Actions de formation hors temps scolaire

Le vieux serpent de mer revient les valises pleines. Le ministère met 8,3 millions d’euros sur la fin de l’année 2023 pour financer les 60€ par demi-journée promis aux enseignants. L’Académie de Nice a demandé et obtenue une enveloppe 5500 journées stagiaires pour gagner la soumission librement consentie des collègues qui voient leur pouvoir d’achat s’amenuiser année après année. D’ailleurs, la Rectrice reconnait elle-même que ce projet de ne déclenche pas une adhésion culturelle mais elle ne se l’explique pas et ne le comprend pas alors que les arguments s’enchainent. Le serpent de mer se fichent de notre épuisement professionnel. L’opposition est unanime.

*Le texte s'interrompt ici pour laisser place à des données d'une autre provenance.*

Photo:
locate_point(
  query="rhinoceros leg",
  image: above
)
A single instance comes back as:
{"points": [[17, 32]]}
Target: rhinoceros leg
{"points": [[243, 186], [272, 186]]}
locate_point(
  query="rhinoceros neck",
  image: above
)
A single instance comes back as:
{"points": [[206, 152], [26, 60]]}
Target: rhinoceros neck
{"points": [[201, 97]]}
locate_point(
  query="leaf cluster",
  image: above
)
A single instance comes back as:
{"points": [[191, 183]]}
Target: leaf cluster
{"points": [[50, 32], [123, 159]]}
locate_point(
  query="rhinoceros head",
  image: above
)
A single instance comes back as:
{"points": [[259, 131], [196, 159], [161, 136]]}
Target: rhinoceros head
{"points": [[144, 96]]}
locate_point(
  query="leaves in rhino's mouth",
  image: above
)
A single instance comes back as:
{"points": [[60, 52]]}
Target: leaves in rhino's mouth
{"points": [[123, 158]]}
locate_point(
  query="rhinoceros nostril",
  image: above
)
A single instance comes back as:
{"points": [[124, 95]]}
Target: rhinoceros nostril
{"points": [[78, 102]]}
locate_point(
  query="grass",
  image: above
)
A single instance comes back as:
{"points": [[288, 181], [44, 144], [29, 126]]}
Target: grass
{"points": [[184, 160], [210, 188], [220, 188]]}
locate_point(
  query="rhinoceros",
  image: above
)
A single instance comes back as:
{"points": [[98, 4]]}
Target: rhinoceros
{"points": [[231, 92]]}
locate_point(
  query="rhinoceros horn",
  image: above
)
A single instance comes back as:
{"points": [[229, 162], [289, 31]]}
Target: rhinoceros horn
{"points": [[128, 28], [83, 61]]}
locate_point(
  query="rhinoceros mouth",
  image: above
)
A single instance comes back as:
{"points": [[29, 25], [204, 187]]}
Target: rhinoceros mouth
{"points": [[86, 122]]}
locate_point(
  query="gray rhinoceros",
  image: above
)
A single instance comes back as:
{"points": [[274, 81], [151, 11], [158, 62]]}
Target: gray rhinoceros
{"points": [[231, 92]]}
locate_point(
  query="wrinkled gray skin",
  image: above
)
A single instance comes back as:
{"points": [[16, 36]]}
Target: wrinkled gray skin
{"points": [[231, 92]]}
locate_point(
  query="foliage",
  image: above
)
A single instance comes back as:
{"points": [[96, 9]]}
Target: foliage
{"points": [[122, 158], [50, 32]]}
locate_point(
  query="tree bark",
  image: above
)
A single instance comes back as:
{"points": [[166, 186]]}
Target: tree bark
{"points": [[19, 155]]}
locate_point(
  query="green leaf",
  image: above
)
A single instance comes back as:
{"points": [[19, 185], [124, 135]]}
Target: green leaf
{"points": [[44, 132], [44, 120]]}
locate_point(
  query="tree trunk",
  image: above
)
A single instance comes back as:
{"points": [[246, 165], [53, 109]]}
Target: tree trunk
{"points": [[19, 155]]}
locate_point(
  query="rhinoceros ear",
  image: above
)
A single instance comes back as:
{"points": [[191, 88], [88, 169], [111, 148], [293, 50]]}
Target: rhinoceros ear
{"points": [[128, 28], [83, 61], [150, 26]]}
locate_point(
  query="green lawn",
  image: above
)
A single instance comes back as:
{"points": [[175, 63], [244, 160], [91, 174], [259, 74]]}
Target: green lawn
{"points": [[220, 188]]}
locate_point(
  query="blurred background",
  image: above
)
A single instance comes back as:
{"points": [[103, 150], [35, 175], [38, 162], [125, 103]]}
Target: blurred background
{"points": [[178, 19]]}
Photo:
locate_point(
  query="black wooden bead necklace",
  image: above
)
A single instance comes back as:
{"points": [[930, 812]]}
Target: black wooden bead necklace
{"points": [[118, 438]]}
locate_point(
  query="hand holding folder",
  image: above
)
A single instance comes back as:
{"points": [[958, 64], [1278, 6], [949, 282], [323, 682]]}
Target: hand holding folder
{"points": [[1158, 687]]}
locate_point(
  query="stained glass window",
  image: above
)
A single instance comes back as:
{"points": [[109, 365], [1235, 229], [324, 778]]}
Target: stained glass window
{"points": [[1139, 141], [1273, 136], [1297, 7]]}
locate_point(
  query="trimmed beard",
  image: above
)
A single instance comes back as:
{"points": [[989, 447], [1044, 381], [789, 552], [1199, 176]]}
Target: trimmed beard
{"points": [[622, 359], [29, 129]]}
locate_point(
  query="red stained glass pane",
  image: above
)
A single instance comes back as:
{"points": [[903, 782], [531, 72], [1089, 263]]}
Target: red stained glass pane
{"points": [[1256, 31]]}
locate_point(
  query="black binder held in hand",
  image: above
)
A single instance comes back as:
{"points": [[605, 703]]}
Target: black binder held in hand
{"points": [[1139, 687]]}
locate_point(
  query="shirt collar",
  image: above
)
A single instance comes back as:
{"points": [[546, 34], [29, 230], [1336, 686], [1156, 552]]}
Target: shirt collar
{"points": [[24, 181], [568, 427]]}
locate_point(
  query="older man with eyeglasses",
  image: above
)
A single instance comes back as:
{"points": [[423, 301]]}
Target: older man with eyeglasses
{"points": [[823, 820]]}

Les précisions du Rectorat ci-après ne sont ni alléchantes ni rassurantes. C’est la porte ouverte à beaucoup de dérives : « on y met le doigt, on y laisse le bras ».

Les formés hors temps scolaire seront des volontaires indemnisés : 60€ la demi-journée

Les formateurs hors temps scolaire seront payés 70€ de l’heure (au lieu de 45€)

Volonté de proposer des formations attractives à haute qualité (prévision d’une Université d’Automne)

Les dates des formations pendant les heures devant élèves seront communiquées 4 semaines à l’avance pour les enseignants qui souhaiteraient reprogrammer leurs heures de cours.

QUESTIONS DIVERSES

Versement de la part variable en rep+ ?

On reste sur une approche par réseau même si collective on n’envisage pas de discriminer. Les indicateurs les plus objectivés possible permettrons de fonder des éléments d’aide à la décision pas plus de 25 % auto plafond pas moins de 25% auto planché. Reste une dernière réunion d’arbitrage pour arrêter la liste des réseaux et les 3 taux de cette part variable qui est une part d’une revalorisation globale. Le paiement est garanti pour Aout. Nous ferons une meilleure communication que l’an dernier. Passons-nous par un écrit à l’ensemble des collègues ? Ces points-là sont à préciser.

Affectation des stagiaires CRPE 2023 ?

Sur le 290 emplois : 178 dans le 06 et 112 dans le 83. Nous ignorons pour le moment la répartition temps-plein/mi-temps. 27 candidats sur liste complémentaire (ndlr : info au 26/06 la liste va être appelée tout ou partie). Sur l’affectation des stagiaires, projet de décret (parution prévue le 4 juillet) qui vient confirmer les modalités d’affectations des stagiaires tel que nous avons appliqués en 2022. Le rang et un discriminant va s’ajouter dans l’affectation à savoir le parcours universitaire qui doit aussi nous permettre de déterminer la quotité (si titulaire d’un master MEEF par exemple)

Demande d’information sur les convention AESH/Mairie/Rectorat

On va signer sous peu avec Nice, Cannes c’est signé. Nous avons l’ambition d’étendre cela au moins à la métropole de Toulon voir aux villes de l’académie.